De vivir en la hacienda, a Chumbote no se le habrían ocurrido jamás esas porquerías. Los pobres vicios solitarios, tenebrosos y sórdidos como son, qmue prosperan como el moho en los rincones oscuros; no alientan allá, en el campo abierto. Se ahogan en el mar de sol.


DEJABA Chumbote transcurrir las horas muertas de la media tarde—entre la de fregar los platos sucios del almuerzo y la de prender la candelada del fogón para la merienda— sentado en una esquina de la azotea, al amor de la canícula, entretenido en arrancar los élitros rumorosos a los chapuletes o en organizar la marcha de las hormigas.

Pensaba... Pensaba vagamente en una multitud de cosas sin sentido preciso, no logrando jamás el conectar un razonamiento complejo. A las veces—eso sí,—le obsedía el recuerdo de la hacienda, y los ojos parduzcos se le abotagaban de nostalgias inútiles.

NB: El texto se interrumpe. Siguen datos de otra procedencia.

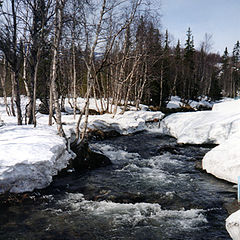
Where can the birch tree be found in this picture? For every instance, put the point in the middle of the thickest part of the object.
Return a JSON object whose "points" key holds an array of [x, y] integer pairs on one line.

Era entonces cuando lanzaba inopinadamente esos sus grandes gritos que hacían más creer a todos que la cabeza no le andaba bien:

—¡"Pomarrosa"! ¡"Cañafístula"! ¡"Maravilla"! ¡"Tetona"! ¡Uhj... jah... jah... jah...! ¡Jah...!

A nadie se le ocurriera la humilde verdad. Que Chumbote rememoraba. Que Chumbote revivía milagrosamente, en su memoria, las tardes soleadas o lluviosas de allá lejos, en el campo irrestricto,—cuando, retrepado a pelo en su caballejo de color azufrado, chiquereaba el ganado de su patrón.